Le DETEC induit en erreur la Délégation des finances de l’Assemblée fédérale. Enjeu : 4 milliards.

Le DETEC – Département fédéral de l’environnement, des transports, de l’énergie et des communications répand pour le discréditer de fausses informations sur mon projet de boucle ferroviaire par l’aéroport. La Délégation des finances les reprend à son compte sans les vérifier.

Dans mon précédent article, j’ai démontré que la boucle ne pénaliserait que 10 % de la clientèle des CFF entre Lausanne et Genève, et non 80 % comme l’avance imprudemment le DETEC, et qu’il suffirait que la part du trafic ferroviaire généré par l’aéroport passe d’aujourd’hui 20 % à demain 25 % du trafic total pour ne plus pénaliser quelque client du chemin de fer que ce soit.

Le DETEC affirme aussi que  l’enfouissement de deux voies et d’un quai supplémentaires à Cornavin suffirait à assurer l’extension de capacité du nœud ferroviaire de Genève, et ne devrait être suivi d’aucune étape ultérieure. Les très nombreux lecteurs de ce blog savent très bien ce qu’il en est (par exemple ici : http://mobilite.blog.tdg.ch/archive/2018/01/22/la-chimeri...), 

C’est faux ! il faut deux étapes ultérieures, trois étapes en tout !

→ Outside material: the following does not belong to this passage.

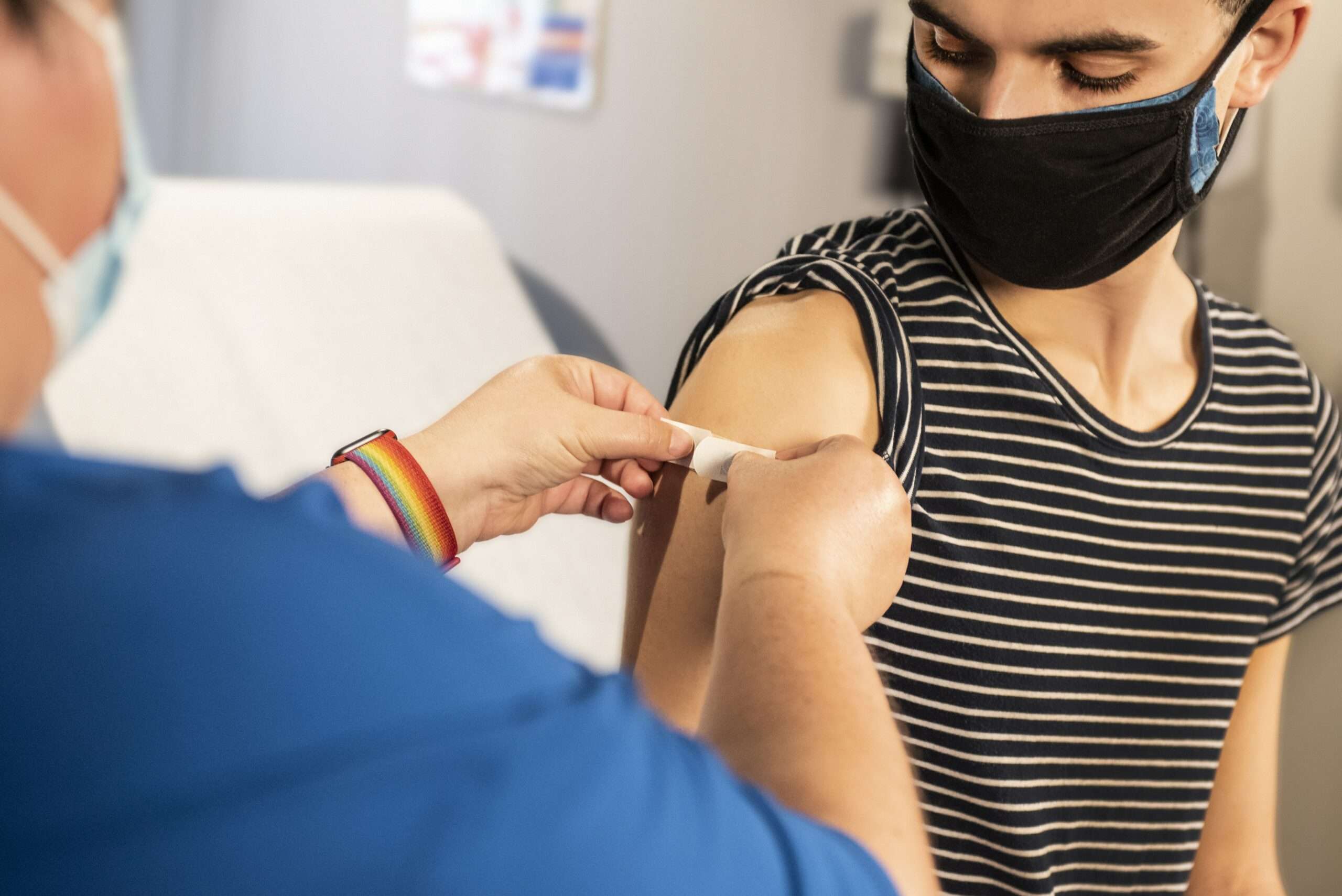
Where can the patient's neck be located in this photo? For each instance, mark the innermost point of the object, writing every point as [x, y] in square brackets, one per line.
[1129, 344]
[26, 342]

2017.07.03  Schéma Etat Rail sans titre.jpg

Pour agrandir l'image, cliquer sur elle

  1. La seule étape financée à ce jour, c’est la 1ère extension souterraine de Cornavin, comprenant deux voies et un quai. 1,67 milliard.

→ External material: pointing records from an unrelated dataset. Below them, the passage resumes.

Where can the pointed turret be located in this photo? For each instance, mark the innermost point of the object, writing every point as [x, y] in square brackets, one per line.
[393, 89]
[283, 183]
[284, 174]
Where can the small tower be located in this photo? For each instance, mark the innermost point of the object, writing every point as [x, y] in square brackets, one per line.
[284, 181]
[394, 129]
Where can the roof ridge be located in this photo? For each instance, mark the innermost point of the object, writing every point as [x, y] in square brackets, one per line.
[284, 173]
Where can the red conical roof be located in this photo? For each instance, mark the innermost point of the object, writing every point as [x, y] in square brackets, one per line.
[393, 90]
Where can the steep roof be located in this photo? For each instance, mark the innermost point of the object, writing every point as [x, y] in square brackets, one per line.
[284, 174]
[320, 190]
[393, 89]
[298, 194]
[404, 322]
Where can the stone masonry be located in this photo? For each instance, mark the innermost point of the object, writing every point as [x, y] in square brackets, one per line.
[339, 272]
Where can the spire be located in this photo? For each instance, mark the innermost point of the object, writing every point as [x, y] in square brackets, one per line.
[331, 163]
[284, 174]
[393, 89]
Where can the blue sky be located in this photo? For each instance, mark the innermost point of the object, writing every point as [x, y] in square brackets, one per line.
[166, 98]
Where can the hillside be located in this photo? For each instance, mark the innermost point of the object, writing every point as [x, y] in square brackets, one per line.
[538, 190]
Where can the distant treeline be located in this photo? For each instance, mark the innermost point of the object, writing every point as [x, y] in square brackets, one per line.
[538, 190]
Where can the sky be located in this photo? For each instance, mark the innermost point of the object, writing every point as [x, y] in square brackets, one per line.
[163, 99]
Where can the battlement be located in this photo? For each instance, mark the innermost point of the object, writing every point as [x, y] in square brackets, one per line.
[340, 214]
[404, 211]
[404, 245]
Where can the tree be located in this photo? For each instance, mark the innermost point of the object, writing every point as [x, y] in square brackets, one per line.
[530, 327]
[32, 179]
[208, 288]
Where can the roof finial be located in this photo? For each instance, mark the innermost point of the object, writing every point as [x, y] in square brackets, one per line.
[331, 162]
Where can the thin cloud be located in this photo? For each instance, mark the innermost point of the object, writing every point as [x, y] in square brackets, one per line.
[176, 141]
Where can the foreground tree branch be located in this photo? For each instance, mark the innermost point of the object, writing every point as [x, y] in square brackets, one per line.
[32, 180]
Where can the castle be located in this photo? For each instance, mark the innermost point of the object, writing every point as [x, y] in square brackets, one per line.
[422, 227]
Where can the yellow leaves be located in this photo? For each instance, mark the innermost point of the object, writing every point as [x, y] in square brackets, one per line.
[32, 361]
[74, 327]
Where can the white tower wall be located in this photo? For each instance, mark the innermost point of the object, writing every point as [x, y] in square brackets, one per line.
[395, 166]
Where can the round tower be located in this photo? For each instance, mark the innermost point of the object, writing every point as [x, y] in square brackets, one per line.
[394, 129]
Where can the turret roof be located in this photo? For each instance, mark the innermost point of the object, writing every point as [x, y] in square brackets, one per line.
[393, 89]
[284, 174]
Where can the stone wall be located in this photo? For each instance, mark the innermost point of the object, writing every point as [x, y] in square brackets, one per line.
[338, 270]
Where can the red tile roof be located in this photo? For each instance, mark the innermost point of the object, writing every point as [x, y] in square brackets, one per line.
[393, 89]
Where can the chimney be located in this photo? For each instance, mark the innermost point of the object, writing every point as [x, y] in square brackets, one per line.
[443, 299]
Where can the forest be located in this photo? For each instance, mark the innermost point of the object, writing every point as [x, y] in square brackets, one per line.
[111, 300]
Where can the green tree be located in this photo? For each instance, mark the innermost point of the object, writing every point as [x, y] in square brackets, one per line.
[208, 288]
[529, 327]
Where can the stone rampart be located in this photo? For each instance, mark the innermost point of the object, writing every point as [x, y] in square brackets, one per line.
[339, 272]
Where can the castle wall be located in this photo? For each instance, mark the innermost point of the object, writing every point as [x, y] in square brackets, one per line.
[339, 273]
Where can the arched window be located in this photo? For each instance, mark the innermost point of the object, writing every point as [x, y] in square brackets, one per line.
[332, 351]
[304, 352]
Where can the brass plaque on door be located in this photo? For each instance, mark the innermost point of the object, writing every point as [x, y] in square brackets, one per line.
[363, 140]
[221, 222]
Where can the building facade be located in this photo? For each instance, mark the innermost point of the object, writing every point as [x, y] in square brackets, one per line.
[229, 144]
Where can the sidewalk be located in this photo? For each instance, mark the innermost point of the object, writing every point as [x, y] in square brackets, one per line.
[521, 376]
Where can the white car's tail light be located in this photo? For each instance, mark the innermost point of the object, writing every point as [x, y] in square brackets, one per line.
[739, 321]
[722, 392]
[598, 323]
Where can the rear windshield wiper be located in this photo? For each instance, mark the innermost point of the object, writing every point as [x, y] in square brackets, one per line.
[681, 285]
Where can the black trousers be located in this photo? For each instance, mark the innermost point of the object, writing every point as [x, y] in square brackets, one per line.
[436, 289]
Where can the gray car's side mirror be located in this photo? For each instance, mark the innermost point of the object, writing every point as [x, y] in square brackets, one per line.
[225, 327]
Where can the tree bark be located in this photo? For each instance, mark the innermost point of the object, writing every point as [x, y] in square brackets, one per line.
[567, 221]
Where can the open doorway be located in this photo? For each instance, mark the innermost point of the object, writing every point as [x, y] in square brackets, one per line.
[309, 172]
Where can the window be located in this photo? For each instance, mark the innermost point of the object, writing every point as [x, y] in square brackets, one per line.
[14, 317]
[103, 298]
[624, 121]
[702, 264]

  2. Les experts mandatés par la Confédération l’ont formellement établi, une seconde extension souterraine de Cornavin, comprenant deux voies et un quai supplémentaires, est indispensable. 1,0 milliard de plus.

  3. Les deux extensions à Cornavin n’améliorent en rien la capacité de la gare de l’aéroport. Comme la place manque pour y rajouter des voies au même niveau, les administrations ont prévu de construire une gare supplémentaire, nouvelle, sous la gare actuelle, raccordée à Cornavin par une ligne nouvelle passant par les Nations. 2,0 milliards de plus.

    Les administrations ont tenté de justifier leur parti pris contre la boucle d’abord en imaginant la « raquette », puis, récemment, en invoquant les vertus des « lignes diamétrales ».

    C’est l’insuffisance de la capacité de la gare actuelle de l’aéroport et de ses accès qui a forcé les administrations à adopter cette 3ème étape, et non la volonté de dessiner une raquette ou une diamétrale. L’invention de la « raquette », devenue « diamétrale », sert de cache-sexe aux administrations. Ce que cette invention cache, c’est la raison pour laquelle elles s’obstinent à refuser d’étudier la boucle de l’aéroport. Nul ne la connaît, sauf elles.

 

Face à ce délire, la boucle.

2017.07.03  Schéma GeReR Rail sans titre.jpg

Coûtant 740 millions contre 4,67 milliards, réalisable d’ici 2030 plutôt que d’ici 2050, évitant les désastreux chantiers en pleine ville durant plusieurs décennies, elle rendrait au moins les mêmes services que les trois étapes cumulées des administrations.

Dès lors, il ne s’agit pas de savoir si la 1ère étape est suivie d’autres ou non. La 1ère étape des administrations coûte 1,67 milliards et ne suffit certainement pas à résoudre les problèmes de capacité du nœud de Genève, tandis que la boucle les résoudrait pour 740 millions.

Et les deux seuls inconvénients avancés par le DETEC pour justifier de jeter 4 milliards par les fenêtres sont, simplement tout faux.